Chace avait le regard aussi expressif que celui de son père, un portrait qu'on aurait moins misé sur la même graine. Les yeux verts dégageaient une intensité à la fois douce et sauvage, reflétant ainsi une âme dépourvue de jugement.
Quelque chose s'illuminait grandement dans la lueur de son regard. Plus cette carrure imposante et ce style sportwear, Chace intriguait nettement plus que son père, sans même s'en rendre compte.

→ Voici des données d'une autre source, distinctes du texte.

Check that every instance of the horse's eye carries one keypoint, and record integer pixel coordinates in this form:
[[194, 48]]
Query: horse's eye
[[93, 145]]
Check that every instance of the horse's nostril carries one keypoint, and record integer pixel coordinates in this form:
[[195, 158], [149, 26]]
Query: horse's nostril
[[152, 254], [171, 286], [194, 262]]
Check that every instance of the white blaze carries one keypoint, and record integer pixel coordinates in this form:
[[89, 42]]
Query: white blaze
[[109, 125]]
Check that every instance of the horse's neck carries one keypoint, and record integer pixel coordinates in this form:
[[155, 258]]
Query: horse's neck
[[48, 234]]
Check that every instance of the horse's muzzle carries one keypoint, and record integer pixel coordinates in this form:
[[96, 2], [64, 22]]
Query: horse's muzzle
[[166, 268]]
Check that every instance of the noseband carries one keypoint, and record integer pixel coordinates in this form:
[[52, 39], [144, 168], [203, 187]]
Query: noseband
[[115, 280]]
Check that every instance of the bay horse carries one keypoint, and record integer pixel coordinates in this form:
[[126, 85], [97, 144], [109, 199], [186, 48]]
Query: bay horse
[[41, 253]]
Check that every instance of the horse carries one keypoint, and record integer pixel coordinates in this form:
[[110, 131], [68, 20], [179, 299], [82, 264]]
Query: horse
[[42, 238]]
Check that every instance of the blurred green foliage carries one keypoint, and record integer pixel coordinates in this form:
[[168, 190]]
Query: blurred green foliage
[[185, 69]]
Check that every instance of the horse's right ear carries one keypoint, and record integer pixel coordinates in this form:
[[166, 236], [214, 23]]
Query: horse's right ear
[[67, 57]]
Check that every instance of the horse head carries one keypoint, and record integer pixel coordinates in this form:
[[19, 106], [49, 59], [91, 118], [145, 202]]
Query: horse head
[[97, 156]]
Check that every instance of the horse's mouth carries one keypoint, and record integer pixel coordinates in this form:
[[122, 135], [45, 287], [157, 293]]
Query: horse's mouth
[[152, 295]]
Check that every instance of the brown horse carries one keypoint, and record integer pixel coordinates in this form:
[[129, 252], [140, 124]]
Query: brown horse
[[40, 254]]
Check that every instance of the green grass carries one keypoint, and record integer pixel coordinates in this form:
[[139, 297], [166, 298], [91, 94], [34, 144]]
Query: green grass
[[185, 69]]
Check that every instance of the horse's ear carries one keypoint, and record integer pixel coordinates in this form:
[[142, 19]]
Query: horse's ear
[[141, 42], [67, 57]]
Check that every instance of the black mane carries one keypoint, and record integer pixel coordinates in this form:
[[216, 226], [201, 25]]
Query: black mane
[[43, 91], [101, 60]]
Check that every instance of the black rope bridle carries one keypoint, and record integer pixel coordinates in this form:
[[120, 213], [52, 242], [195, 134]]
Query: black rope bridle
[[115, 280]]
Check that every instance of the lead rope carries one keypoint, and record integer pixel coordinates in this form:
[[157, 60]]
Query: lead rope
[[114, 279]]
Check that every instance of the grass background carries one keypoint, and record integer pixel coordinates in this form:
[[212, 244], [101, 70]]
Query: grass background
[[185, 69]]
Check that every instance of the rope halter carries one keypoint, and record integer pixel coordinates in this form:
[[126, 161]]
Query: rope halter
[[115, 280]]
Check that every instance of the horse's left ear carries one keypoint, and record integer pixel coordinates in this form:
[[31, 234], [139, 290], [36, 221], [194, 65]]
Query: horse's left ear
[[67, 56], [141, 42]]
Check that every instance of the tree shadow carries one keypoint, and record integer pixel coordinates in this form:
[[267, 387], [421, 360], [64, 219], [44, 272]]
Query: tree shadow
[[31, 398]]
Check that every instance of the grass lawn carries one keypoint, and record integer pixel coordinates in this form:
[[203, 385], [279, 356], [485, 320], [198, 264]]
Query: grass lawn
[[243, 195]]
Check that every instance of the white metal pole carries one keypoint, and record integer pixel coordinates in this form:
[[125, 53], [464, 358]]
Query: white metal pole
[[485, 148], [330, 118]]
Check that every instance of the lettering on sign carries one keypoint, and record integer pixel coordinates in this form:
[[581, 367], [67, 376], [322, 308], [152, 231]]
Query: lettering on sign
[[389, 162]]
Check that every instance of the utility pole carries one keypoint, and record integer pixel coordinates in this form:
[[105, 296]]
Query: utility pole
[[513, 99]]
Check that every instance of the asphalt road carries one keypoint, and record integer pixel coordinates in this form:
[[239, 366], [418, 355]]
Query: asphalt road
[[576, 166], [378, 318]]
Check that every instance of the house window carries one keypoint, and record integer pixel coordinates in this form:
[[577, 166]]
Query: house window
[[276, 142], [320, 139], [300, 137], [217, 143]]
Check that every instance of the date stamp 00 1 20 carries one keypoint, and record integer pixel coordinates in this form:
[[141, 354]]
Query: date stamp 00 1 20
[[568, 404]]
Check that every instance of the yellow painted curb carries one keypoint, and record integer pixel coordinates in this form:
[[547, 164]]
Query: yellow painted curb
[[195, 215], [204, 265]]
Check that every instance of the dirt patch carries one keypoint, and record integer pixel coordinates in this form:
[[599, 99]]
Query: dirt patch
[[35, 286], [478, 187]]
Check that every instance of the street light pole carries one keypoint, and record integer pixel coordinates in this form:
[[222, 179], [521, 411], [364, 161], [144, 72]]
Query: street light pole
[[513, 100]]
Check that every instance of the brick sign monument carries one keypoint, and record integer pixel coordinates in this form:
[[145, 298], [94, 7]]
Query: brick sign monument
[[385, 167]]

- Papa ? Je peux te parler une minute ?

Quelque chose dans son attitude prédisait un état d'esprit octroyé. Chace avait encore cette attitude auprès de son père, comme s'il s'abstenait de révéler une bêtise.

- Qu'est-ce qu'il y a fils ? Demanda Tom en replaçant les tournevis dans sa mallette.

- Je sais pas... J'ai l'impression qu'il y a quelque chose de bizarre...

- Comment ça ? Avec la disparition de Lydia ?

- Pas que ça. Mais habituellement Joyce a des nouvelles de sa mère le samedi matin. Et là depuis près de trois semaines plus rien... Et quand elle l'appelle ça tombe directement sur la messagerie vocale.

Tom baissa le regard, il ne savait quoi répondre à cette interrogation qui l'affectait bourriquement de l'intérieur. C'est d'ailleurs ce point qui le raccorda une fois de plus dans l'idée que son fils avait le même instinct. Tous deux ressentaient le même pressentiment. Il était arrivé quelque chose à l'ancienne voisine, ils en étaient maintenant sûrs.

- Chace, mon grand. Je dois partir. On en reparle plus tard ?

- Attend. C'est pas tout.

- Quoi ?

- On raconte dans le voisinage que Lindsay, la fille aînée de Lydia a disparu aussi.